Kuasa kau cinta kepada Allah, karenanya turutlah saya dan Allah akan mencintai kau. (QS. Ali ‘Imran, 3: 30)
يَأْ تِى اللهُ بِقَوْمٍ يُّحِبُّهُمْ وَيُحِبُّوْ نَهُ

Allah akan mendatangkan suatu umat yang dicintai-Nya dan yang mencintai-Nya. (QS. Al-Maidah, 5: 54).
Di dalam hadis juga diucapkan sebagai berikut:

وَلَا يَزَالُ عَبْدِ ى يَتَقَرَّبُ إِ لَيَّ بِا لنَّوَا فِلِ حَتَّى اُحِبَّهُ وَمَنْ اَحْبَبْتُهُ كُنْتُ لَهُ سَمْعًا وَ بَصَرًا وَيَدًا

Hamba-Ku selalu mendekatkan diri kepada-Ku dengan perbuatan-perbuatan hingga Karena cinta padanya. Orang yang Kucintai menjadi alat pendengaran, mata dan tangan-Ku.

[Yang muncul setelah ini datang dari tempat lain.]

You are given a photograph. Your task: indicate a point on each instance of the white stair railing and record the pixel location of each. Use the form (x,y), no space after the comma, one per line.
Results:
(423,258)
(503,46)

Artikel Lainnya: Doa Pelet Cinta Jarak Jauh

Kedua ayat dan satu hadis tersebut diatas memberitakan petunjuk bahwa antara manusia dan Kuasa dapat saling mencintai, sebab alat untuk mencintai Kuasa, merupakan roh merupakan berasal dari roh Kuasa. Roh Kuasa dan roh yang ada pada manusia sebagai anugerah Kuasa bersatu dan terjadilah mahabbah. Ayat dan hadis tersebut juga menerangkan bahwa pada saat terjadi mahabbah diri yang dicintai sudah menyatu dengan yang mencintai yang dibeberkan dalam alat pendengaran, mata dan tangan Kuasa. Dan untuk mencapai situasi tersebut dikerjakan dengan amal ibadah yang dikerjakan dengan sungguh-sungguh.